Being alone doesn’t lead to helping us develop healthy mental habits, but a habit of solitude does!

Here’s the SMARTLife path to healthy solitude:


Solace

What do we mean? This probably isn’t a familiar word. It means to give comfort to, to alleviate anxiety. To comfort grief. Solitude is the “quality or state of being alone.” I love that distinction of the quality of being alone. That’s perfect for understanding smart solitude. The goal of solitude isn’t just to be alone. Especially being alone to hide out or avoid something or someone – that’s not good. Figuring out how to cultivate a quality or being alone is to make space for solace. It’s more important that it’s mental space than physical space, but it’s great if you can put them both together. 


Meditation

One thing you can do with your mental space in solitude is to meditate. This can mean lots of things with various definitions and cultures, but to help us focus here, I’m referring to filling your mind intentionally with smart stuff. It might start with emptying your mind, like taking out the trash, but make sure you end up intentionally filling your mind with truth. Things like what you’ll find in the Assessment and Reflection sections, more on this in the Truth section.


Assessment

From a place of Solace, make an assessment of where you are at. Not in the “I’m a loser, I’m so far behind. I’m no good” self-condemning way. More like in a “I’m trying to get to somewhere else, so let’s use a map to find directions” kind of way. There’s tons of assessment tools to try, but remember the most important assessment is between you and what you believe you are called to become and do – in that order, please! Become first, then do.

Reflection

We’re often more driven here to a place of reflection wondering “what’s going on? How did that go wrong? What did I do? What did they mean?” and more winding up alone as a result, rather than choosing to come and reflect. However you wind up reflecting, don’t just rehearse what is going wrong. Reflect on your progress. This sounds something like “it used to take me 3 weeks to stop feeling hurt/disappointed/angry, etc. now it only takes a few days until I start to feel better and remember to take time to recover.” Or “I was really offended the last time someone said/did this, I think this time I’ll just forgive and move on.”


Truth

As we cultivate solace, and make progress in meditation and reflection, we have time to determine and filter what we believe is truth. We get better at making choices about what to believe. There’s a lot of “this is my truth” floating around, mostly using the word “truth” as a synonym for “experience”. It’s understandable, but unfortunate. It’s true what you experienced. But is the truth limited to only what we individually experience? I hope not. A big part of the SMARTLife is to discover and use our power of choice. That means selecting from alternatives. If I’m thinking I’m limited to just what I have experienced as the only source of truth, I’m overlooking a lot of other alternatives.

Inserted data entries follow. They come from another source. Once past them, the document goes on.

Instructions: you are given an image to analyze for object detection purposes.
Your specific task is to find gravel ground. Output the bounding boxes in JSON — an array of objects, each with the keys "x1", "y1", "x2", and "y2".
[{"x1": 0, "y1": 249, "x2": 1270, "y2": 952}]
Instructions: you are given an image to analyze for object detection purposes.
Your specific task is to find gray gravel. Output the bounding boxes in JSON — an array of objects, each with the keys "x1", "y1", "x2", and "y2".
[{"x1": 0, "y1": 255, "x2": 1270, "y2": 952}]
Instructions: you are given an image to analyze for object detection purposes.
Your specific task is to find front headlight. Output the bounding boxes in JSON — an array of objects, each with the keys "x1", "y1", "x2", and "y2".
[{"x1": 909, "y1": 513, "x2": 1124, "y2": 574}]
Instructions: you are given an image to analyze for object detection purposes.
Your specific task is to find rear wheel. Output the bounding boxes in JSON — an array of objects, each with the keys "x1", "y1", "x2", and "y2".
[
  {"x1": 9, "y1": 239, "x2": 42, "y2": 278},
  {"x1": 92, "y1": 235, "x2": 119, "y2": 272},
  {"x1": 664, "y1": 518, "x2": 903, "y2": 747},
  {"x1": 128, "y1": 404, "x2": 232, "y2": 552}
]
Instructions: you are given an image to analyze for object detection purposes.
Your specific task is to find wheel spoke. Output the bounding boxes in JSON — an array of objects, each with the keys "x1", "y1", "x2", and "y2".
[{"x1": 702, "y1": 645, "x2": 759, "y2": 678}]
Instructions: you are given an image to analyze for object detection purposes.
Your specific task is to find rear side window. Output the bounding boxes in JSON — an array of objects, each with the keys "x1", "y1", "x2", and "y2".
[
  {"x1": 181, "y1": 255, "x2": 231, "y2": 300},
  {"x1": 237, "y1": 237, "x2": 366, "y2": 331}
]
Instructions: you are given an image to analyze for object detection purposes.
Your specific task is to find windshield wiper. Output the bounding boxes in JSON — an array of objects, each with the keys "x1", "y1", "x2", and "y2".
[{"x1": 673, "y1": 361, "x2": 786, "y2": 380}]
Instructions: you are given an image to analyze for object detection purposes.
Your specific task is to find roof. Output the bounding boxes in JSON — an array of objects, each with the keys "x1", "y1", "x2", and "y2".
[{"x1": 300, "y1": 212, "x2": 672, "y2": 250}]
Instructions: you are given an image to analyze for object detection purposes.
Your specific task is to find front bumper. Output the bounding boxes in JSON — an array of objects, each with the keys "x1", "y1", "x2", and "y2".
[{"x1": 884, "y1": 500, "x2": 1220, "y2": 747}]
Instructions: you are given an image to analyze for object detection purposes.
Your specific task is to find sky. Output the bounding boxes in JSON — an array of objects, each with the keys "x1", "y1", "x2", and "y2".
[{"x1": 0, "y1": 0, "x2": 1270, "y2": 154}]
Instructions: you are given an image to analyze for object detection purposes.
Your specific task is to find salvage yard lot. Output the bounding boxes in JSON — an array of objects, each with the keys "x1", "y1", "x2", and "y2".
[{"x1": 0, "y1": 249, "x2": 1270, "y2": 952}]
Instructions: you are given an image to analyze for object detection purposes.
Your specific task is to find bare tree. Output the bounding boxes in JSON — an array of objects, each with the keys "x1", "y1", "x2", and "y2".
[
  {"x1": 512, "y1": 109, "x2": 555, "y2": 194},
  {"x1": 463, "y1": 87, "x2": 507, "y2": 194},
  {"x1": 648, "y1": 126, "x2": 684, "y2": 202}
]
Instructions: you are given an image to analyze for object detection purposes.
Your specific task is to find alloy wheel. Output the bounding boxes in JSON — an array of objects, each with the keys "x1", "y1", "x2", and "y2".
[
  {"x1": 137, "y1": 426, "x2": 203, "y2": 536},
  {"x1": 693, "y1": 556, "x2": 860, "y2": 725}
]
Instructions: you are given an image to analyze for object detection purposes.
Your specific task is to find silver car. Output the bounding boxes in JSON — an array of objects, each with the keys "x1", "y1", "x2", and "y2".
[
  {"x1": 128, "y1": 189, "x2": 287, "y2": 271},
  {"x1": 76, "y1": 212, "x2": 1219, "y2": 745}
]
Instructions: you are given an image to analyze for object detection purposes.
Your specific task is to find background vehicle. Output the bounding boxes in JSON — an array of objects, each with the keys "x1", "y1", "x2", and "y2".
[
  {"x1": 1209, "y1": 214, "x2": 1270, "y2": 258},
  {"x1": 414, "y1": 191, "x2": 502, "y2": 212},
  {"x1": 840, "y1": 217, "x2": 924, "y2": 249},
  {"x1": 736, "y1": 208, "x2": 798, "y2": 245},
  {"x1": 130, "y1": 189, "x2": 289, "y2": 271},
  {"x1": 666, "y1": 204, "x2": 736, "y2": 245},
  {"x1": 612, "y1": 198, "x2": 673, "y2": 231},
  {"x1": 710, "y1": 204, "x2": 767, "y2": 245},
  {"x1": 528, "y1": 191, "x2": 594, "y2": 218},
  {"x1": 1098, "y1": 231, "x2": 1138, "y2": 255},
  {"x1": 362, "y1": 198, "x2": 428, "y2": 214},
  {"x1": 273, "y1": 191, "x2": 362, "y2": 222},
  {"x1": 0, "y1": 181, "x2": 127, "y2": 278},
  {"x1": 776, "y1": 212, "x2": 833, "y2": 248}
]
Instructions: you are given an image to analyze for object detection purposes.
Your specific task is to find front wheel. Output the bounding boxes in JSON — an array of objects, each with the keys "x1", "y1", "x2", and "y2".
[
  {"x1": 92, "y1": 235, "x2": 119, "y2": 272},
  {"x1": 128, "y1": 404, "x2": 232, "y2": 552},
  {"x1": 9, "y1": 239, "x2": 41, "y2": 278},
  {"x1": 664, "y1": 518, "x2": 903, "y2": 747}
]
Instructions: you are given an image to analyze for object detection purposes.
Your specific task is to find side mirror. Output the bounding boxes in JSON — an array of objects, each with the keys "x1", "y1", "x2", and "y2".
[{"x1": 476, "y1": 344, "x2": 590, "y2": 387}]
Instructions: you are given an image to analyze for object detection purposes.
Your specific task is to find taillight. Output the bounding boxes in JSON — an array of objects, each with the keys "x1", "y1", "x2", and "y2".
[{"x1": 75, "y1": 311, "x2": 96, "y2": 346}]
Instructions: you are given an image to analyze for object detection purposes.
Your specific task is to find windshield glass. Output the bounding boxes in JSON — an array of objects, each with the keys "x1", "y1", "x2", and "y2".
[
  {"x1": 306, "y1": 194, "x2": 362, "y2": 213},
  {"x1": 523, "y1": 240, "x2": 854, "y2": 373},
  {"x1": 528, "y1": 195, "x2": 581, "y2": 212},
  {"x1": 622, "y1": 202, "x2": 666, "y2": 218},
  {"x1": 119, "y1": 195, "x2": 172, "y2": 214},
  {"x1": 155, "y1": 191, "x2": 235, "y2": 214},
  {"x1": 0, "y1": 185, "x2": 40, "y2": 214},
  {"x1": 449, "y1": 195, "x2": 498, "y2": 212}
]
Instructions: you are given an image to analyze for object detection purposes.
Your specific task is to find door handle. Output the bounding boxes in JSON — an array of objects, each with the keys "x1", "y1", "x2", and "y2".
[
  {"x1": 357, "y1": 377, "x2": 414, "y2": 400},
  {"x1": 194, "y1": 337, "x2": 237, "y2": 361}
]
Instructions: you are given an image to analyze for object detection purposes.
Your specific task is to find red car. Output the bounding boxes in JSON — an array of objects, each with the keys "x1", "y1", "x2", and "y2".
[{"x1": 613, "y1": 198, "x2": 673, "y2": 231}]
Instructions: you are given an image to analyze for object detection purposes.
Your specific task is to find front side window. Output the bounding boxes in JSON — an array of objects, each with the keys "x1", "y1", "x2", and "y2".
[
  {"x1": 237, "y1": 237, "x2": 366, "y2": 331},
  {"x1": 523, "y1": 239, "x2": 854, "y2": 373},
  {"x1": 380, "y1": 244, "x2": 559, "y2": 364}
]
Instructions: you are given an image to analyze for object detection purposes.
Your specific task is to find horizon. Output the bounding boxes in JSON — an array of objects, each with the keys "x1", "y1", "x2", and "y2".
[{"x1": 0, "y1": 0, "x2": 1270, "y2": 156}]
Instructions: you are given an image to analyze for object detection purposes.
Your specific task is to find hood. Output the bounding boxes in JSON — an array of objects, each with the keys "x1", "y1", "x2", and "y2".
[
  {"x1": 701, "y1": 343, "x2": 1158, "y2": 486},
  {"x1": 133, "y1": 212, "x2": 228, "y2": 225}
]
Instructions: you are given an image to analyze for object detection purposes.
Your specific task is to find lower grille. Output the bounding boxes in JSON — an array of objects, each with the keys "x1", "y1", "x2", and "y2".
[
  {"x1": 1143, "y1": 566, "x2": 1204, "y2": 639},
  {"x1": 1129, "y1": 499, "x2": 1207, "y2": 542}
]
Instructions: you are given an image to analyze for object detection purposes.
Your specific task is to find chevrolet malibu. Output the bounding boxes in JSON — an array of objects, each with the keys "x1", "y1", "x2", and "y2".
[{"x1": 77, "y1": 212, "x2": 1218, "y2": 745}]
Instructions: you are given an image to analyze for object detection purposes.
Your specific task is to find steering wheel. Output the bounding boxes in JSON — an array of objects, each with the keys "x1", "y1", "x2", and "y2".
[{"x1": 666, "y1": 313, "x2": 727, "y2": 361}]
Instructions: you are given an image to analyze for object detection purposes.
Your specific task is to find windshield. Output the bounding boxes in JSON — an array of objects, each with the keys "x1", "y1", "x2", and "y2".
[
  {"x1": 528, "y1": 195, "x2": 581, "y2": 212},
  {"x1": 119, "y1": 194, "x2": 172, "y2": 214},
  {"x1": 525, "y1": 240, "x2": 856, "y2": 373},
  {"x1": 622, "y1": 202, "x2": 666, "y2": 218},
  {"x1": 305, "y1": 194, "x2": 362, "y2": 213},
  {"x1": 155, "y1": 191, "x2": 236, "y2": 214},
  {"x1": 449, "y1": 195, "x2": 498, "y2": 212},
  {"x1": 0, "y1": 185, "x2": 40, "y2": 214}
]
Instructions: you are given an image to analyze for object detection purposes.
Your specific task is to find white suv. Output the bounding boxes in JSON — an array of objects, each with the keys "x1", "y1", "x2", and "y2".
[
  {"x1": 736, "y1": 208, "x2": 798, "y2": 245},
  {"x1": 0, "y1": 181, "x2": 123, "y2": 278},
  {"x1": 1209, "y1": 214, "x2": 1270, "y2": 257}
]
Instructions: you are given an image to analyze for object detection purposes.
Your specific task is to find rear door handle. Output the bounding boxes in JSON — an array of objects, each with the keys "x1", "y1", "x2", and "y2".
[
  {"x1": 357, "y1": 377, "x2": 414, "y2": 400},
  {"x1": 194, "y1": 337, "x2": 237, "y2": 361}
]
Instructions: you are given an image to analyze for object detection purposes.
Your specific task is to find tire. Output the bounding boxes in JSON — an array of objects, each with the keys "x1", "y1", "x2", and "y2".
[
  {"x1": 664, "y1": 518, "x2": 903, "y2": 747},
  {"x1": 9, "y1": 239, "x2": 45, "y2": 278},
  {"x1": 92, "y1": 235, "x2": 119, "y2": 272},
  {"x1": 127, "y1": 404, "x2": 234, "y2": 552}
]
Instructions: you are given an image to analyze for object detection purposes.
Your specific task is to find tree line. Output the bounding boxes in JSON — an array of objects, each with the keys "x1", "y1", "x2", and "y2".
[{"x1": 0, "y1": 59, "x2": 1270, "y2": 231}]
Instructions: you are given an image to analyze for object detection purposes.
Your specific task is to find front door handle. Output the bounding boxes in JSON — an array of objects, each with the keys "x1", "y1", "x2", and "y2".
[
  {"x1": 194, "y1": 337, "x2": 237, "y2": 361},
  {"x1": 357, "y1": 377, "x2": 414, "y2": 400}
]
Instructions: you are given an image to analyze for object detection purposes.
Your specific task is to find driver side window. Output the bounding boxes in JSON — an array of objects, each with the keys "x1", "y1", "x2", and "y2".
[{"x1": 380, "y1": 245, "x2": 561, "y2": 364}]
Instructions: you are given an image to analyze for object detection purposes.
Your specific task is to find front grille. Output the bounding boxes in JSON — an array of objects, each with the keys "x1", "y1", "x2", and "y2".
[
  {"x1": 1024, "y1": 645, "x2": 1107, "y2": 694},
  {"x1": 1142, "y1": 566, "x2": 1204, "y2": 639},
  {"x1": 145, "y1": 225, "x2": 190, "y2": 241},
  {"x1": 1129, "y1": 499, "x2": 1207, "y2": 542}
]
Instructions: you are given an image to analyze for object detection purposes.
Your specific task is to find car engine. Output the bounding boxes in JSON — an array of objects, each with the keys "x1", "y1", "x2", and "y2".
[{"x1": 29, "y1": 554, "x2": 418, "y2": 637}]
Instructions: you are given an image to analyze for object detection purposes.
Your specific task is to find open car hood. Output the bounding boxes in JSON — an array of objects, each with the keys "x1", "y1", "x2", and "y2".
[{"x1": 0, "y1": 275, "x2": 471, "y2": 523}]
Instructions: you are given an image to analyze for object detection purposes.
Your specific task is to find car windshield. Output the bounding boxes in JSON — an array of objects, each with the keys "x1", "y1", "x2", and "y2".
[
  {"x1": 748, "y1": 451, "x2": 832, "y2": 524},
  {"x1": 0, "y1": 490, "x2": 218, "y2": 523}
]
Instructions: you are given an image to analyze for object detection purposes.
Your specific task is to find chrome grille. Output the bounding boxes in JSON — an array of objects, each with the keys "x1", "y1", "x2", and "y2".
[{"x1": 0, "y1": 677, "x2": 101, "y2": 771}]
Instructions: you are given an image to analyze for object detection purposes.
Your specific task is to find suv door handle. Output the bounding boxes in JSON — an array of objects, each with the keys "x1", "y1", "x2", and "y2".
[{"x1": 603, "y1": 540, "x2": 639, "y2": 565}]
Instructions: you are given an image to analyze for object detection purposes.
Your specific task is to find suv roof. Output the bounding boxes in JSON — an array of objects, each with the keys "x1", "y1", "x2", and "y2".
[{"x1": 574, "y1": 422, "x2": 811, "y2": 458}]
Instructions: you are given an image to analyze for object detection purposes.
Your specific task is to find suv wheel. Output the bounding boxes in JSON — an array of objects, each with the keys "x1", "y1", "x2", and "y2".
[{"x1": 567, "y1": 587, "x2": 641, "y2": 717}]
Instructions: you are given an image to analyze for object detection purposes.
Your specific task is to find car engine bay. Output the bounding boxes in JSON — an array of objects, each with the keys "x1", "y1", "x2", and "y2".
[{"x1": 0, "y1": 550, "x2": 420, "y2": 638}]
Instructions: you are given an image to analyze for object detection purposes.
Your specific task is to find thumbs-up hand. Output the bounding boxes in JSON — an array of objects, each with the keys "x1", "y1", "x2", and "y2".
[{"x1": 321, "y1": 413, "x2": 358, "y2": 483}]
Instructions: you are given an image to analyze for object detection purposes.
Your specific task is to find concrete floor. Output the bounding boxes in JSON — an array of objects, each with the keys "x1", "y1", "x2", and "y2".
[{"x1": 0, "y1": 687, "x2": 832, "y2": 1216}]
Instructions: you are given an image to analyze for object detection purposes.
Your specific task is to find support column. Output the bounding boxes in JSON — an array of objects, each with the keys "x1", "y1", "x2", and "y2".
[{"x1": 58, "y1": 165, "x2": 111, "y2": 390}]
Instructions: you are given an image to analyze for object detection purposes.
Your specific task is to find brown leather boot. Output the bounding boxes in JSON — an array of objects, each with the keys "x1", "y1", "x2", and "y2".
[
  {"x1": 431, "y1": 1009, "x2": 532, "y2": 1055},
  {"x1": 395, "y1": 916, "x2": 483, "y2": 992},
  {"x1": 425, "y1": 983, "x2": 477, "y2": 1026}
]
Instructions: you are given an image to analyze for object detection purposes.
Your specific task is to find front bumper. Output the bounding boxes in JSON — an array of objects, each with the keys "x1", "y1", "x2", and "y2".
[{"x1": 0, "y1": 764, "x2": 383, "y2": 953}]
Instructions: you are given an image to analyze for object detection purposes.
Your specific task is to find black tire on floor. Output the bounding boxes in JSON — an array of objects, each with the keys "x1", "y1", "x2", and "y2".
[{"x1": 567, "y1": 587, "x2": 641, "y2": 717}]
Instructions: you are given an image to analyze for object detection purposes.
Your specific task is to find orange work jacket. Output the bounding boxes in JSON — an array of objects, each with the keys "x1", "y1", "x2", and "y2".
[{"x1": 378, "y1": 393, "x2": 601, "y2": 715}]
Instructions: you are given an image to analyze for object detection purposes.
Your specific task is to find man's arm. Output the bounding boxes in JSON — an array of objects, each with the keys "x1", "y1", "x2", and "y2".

If I’m telling someone else I don’t believe what they think or experience is valid, that’s a problem. The smarter way to seek truth is to acknowledge what we and others have experienced as a true fact, but not to substitute an experience for the truth. It’s helpful and liberating to know that what I have experienced up to this point isn’t the only alternative.

Personally I believe in an external standard of Truth, which is a comforting thought that there’s a higher set of alternatives that I can aspire to understand and apply to whatever my situation and current experience is. The flip side is the more we believe in a standard of Truth, the fewer things we can include as we choose the definition, including our own experiences.


The 
DUMB choices we sometimes make set us up to substitute healthy solitude for these not smart options:

Distraction

Does anyone need me to point out or define the zillion options available to distract us? Just think about your recent choices for what’s filling up the time you could be spending enjoying the benefits of finding solace through solitude.


Un-attachement

At some point you concluded “it’s just not worth it”, “it’s too hard” and you choose to just “unattach” (I think the official word is actually “detach”) and go it alone. It’s true that being and remaining attached to your purpose, people, and passion is less comfortable, much harder. Living unattached is easier, but living without connection and not providing benefit to others  – that’s not SMART.


Making Comparisons

Assessing who we are and what skills we can develop is great. You can find some assessments in the Smart Stuff. But using that information to create a comparison to someone else – that’s not SMART.


Becoming Someone Else

Yikes! We don’t need another copycat or fake online personality. We need the beautiful, powerful, unique, capable you. Use the SMART ideas here and the SMART Stuff tools to find the real you, and share it with us – please!